Momentan kommt es mir so vor als gäbe es nur zwei Lebensstile: entweder die junge Generation, die vielleicht romantisch veranlagt oder ängstlich depressiv handelt und deswegen heiratet. Oder die Generation danach, die noch aus Tradition, vielleicht sogar am Anfang aus Liebe geheiratet hat und nun feststellt, dass ein Verlangen nach mehr Freiheiten unaufhörlich stärker wächst und Affären und/oder Scheidungen provozieren…
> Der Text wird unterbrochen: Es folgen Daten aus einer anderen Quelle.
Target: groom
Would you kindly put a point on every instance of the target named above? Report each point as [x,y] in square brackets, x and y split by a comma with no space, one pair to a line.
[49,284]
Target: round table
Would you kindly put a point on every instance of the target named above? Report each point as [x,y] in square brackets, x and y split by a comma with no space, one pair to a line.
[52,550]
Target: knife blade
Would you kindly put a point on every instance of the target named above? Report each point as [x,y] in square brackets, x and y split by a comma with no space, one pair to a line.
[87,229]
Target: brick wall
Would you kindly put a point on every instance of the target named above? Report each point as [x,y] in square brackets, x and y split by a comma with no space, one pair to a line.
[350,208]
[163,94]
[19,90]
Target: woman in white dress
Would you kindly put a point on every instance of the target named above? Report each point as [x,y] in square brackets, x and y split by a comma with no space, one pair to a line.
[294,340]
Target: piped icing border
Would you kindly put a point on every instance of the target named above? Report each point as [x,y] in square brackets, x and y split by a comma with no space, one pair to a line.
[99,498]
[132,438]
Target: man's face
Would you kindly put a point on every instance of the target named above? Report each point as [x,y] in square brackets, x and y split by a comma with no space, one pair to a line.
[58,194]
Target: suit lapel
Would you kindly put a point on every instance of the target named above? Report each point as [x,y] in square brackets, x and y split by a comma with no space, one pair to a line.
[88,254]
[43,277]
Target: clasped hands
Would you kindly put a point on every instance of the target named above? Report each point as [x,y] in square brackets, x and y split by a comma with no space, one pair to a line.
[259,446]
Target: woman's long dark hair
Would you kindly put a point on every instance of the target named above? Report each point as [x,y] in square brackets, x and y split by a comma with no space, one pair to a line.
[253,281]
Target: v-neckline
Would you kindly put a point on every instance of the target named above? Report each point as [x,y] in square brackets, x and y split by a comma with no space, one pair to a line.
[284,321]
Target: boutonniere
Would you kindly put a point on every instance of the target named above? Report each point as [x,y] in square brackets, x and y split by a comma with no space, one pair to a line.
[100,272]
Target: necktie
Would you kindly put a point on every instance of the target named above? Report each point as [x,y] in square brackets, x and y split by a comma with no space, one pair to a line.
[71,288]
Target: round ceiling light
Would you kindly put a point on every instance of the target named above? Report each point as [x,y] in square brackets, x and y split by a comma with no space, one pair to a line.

Aber was sind das denn für Freiheiten? Es ist ein bisschen wie ein Singleweh. Keine Verantwortungen. Tun und lassen was man will. Ohne Rücksicht, ohne Bescheid geben, ohne Verpflichtung. Wörter, die gestrichen werden sollen. Aus dem Kopf und dem Leben. So stellt ihr euch das vor?
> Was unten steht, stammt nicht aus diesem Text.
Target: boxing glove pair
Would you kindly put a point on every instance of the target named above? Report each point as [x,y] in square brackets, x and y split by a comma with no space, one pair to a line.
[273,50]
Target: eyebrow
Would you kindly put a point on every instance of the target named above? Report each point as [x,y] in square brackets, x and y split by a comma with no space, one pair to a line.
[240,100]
Das klingt nach 14jährigen-Gelaber. Und sind wir mal ehrlich 14 will keiner mehr sein.
Freiheiten. Dieses Wort. Ich liebe Freiheiten. Ihr solltet euch auch eure nehmen und geben – ob Single oder Paar. Zusammen Freiheiten nehmen, kann schön sein. Gemeinsam seine eigenen Freiheiten haben, ist großartig. Freiheiten realistisch definieren. Für sich. Für den anderen. Was auch immer das heißen mag.
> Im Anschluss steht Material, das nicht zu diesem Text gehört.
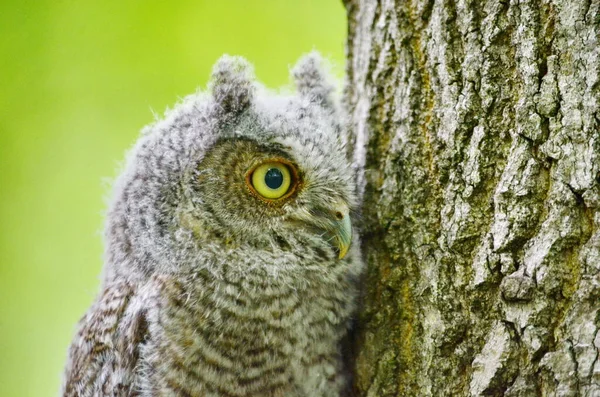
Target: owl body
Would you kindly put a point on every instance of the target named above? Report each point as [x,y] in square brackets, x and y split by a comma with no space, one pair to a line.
[213,284]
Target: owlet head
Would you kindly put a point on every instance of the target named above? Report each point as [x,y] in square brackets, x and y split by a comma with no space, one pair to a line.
[238,166]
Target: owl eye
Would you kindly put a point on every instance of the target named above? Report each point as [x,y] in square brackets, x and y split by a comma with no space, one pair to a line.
[271,180]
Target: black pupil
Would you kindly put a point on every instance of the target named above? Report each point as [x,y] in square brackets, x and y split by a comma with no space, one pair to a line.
[274,178]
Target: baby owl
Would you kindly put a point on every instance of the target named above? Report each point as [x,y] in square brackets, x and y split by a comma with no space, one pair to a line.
[231,262]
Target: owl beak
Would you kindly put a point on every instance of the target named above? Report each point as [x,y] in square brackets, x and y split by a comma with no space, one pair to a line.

Eingesperrt sein möchte keiner. Aber sperrt man sich vielleicht nicht manchmal selber ein? Wenn alles gut läuft, dann lass es laufen. Wenn nicht, rede drüber. Ich weiß gar nicht mehr, wann es so schwierig geworden ist, zu reden. Einfach sagen, was man denkt, was man will oder nicht will. Da nimmt man sich auf einmal nicht mehr die Freiheit. Die Freiheit einfach zu äußern, was man will. Man sehnt sich nach Single-Vorzügen in einer Beziehung, nutzt aber nicht die, die legitim sind. Es könnte Konsequenzen geben. Unbequeme. Die passen nicht mehr zwischen mir und dem Bürostuhl. Ich sitze doch gerade so gut. Ich will jetzt nicht aufstehen und schauen was drückt…Es wird weggehen. Wenn ich mich nur gut genug ablenke…geht es nicht weg, es ist nur ein Verarschen seiner selbst. Und des Bürostuhls…Und das hat nichts mit Freiheiten nehmen zu tun.
Denn eine Affäre ist keine Freiheit. Ein Kind keine Lösung und eine Hochzeit keine Garantie.

Das ist kein weiser Spruch. That’s life.